Vertices are numbered from 1 to n. All xi are lowercase latin letters. Vertex 1 is the root of the broom.

Edges describe correct broom which is made from Peterson's language.

Output

The first line of output should contain the minimum possible size of the broom after its simplification. The second line of output should contain integer p to choose. If there are several suitable p values, print the smallest one.

Examples input

5
1 2 c
2 3 a
3 4 t
2 5 t
      

output

3
2
      

input

16
1 2 o
2 3 f
1 4 p
4 5 i
5 6 e
6 7 c
7 8 e
4 9 r
9 10 e
10 11 t
11 12 t
12 13 y
10 14 f
14 15 i
15 16 x
      

output

12
2
      

Note

Broom from the second sample test can be built using language "piece", "of", "pie", "pretty", "prefix". Its simplification with p = 2obtains the language of words "pece", "o", "pe", "petty", "pefix". This language gives us the broom with minimum possible size.
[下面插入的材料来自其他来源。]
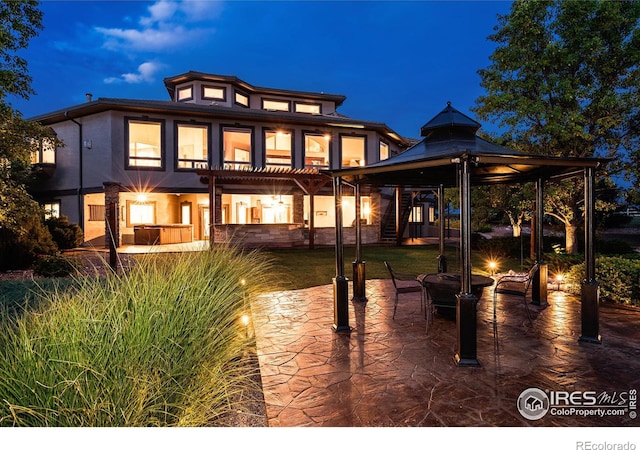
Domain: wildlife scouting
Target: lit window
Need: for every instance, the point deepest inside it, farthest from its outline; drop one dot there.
(384, 151)
(308, 108)
(275, 105)
(192, 146)
(237, 148)
(278, 148)
(416, 214)
(51, 210)
(142, 213)
(213, 93)
(145, 143)
(96, 213)
(185, 93)
(352, 151)
(242, 99)
(44, 151)
(316, 150)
題意：給你一棵字典樹，問删去哪一層之後剩下的節點數最少(删去一層後其下一層有時可以合并)。

分析：貌似暴力合并就OK？自己換了好幾個姿勢寫都是各種tle re，最後無奈完全按照标程的姿勢寫了一遍。。

#include<bits/stdc++.h>
#define N 600005
using namespace std;
int n,u,v,cnt,Del[N];
char c[10];
struct Tree
{
	int ch[26];
}t[N];
int merge(int x,int y,int d)
{
	if(!x || !y) return x+y;
	int New = ++cnt;
	Del[d]++;
	for(int i = 0;i < 26;i++)
	 t[New].ch[i] = merge(t[x].ch[i],t[y].ch[i],d); 
	return New;
}
void dfs(int u,int d)
{
	int rt = 0;
	for(int i = 0;i < 26;i++)
	 rt = merge(rt,t[u].ch[i],d);
	if(rt) Del[d]++;
	for(int i = 0;i < 26;i++)
	 if(t[u].ch[i]) dfs(t[u].ch[i],d+1);
}
int main()
{
	scanf("%d",&n);
	for(int i = 1;i < n;i++)
	{
		scanf("%d%d%s",&u,&v,&c);
		t[u].ch[c[0]-'a'] = v; 
	}
	cnt = n;
	dfs(1,1);
	printf("%d\n%d",n - *max_element(Del,Del + n),(int)(max_element(Del,Del + n) - Del));
}